Saman Kumara Athaudahetti (l.) and his book Wandering with Pleasure along the Silk Route at the Beijing launch ceremony on Aug. 18. [Wang Wei/]. 

Titled "Wandering with Pleasure along the Silk Route," the book aims to introduce China to the Sri Lankan people. The book is also the first Sinhalese work to be published in China, according to Bandula Gunawardana, minister of Education in Sri Lanka, who attended the book's launch in Beijing.

Over the past ten years, Athaudahetti visited many cities and famous tourist destinations in China including Beijing, Lhasa, Yinchuan, Chengdu, Chongqing, Shanghai and Xiamen. In addition to travel insights, the book covers other aspects of China including its physical geography, culture, history and religions.

Part of the book highlights Chinese Buddhist temples and Buddhist culture, said Hao Weimin, head of the Sri Lanka Sinology Research Association.

A majority of the Sinhalese, Sri Lanka's largest ethnic group, follow Buddhism. Athaudahetti's book gives a detailed introduction to the Lingguang Temple, the second temple in Beijing's Badachu Park, which is famous for housing a Buddha tooth. It is said that only two Buddha teeth exist in the world, one in Sri Lanka and the other in China. This is proof of the close ties of the two civilizations during ancient times, Hao said.

This year marks the 55th anniversary of the establishment of diplomatic ties between China and Sri Lanka.

"I would like to present my book as a gift for readers of the two countries to commemorate our traditional friendship," Athaudahetti said.

"By reading my book, I believe, the Sri Lankan people can have a renewed understanding of both the glorious culture of ancient China and the spirits of contemporary Chinese."

Shen Beili, director general of the Bureau of South and Southeast Asian Affairs in the International Department of the Central Committee of the Communist Party of China, also attended the launch ceremony on Saturday.

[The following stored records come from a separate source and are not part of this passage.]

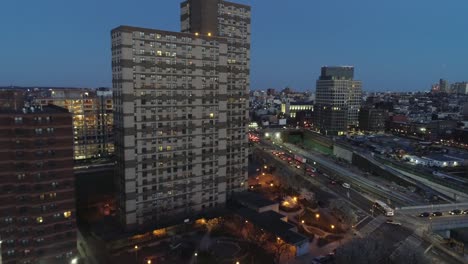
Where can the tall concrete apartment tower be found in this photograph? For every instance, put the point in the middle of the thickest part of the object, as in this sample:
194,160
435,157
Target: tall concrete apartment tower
338,100
230,21
37,202
180,117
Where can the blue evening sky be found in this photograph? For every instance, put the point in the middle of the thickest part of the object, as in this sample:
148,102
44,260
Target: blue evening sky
394,45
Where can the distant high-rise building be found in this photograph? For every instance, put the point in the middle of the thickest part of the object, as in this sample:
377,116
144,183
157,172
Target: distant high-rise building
444,86
93,121
372,119
338,99
460,87
181,116
230,21
37,201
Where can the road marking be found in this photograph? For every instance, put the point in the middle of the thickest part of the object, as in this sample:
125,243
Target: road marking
362,220
429,248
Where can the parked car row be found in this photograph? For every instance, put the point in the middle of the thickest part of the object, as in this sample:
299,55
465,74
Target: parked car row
453,212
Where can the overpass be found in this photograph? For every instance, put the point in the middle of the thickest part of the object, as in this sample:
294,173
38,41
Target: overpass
432,208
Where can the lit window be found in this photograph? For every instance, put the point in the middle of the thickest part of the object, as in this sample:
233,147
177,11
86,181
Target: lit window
67,214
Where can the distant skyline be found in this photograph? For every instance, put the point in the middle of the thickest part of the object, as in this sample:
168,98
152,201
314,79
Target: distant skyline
395,45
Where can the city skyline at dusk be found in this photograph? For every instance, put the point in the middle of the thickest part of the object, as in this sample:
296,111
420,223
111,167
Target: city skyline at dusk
395,46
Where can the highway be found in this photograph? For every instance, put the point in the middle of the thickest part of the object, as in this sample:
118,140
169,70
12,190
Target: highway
321,183
357,182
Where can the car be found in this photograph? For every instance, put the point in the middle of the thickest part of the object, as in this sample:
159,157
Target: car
455,212
322,259
391,222
425,214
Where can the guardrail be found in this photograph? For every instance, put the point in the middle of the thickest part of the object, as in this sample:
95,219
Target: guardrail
422,175
435,207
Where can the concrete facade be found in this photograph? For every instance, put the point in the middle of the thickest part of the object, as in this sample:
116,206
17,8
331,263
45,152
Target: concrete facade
181,114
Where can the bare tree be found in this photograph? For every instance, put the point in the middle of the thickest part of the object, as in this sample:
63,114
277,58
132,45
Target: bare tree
343,211
279,248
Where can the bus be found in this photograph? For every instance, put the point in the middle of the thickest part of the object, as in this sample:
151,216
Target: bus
386,210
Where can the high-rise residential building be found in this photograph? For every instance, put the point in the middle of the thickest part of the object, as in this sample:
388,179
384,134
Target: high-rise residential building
37,201
93,120
338,100
444,86
180,116
230,21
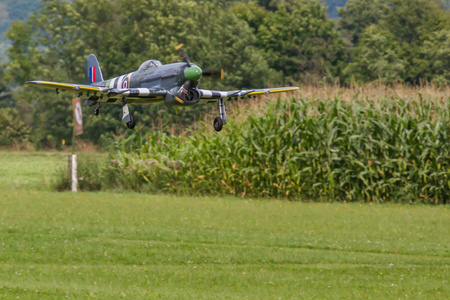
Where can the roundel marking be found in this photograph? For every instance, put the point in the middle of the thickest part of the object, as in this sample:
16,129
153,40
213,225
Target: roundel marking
126,82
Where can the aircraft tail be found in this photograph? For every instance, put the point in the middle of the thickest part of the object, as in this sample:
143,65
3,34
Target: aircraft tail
92,71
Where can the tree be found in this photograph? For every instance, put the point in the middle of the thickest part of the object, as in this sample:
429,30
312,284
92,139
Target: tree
376,58
359,14
298,38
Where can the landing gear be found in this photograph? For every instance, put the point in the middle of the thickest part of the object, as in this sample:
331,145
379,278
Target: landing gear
132,122
218,124
222,120
126,116
97,110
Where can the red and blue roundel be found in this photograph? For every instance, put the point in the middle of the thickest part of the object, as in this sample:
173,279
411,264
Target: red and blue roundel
126,82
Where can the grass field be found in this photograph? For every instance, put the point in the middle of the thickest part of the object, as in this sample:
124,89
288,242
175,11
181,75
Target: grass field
128,245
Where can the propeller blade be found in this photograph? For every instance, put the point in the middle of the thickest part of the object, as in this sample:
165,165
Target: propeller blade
214,73
184,54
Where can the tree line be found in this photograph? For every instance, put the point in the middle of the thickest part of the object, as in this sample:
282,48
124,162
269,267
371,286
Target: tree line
256,43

"This year also marks the 60th anniversary of the signing of the Rice-Rubber Barter Agreement between China and Sri Lanka," Shen said in an address to attendees. "The release of this book will be historically significant to both countries."

During the address, Shen expressed her great gratitude and respect for Athaudahetti. "As a friendly messenger to promote the cultural exchanges between two countries, he has made substantial contributions to boost Sino-Sri Lankan ties," she said.

Beijing Foreign Studies University is the only university to offer a full-time Sinhalese language studies program in China. Last August, Sri Lankan President Mahinda Rajapaksa received an honorary doctoral degree there and was invited to be the first director of the university's Sri Lanka Academic Center, which opened that same day.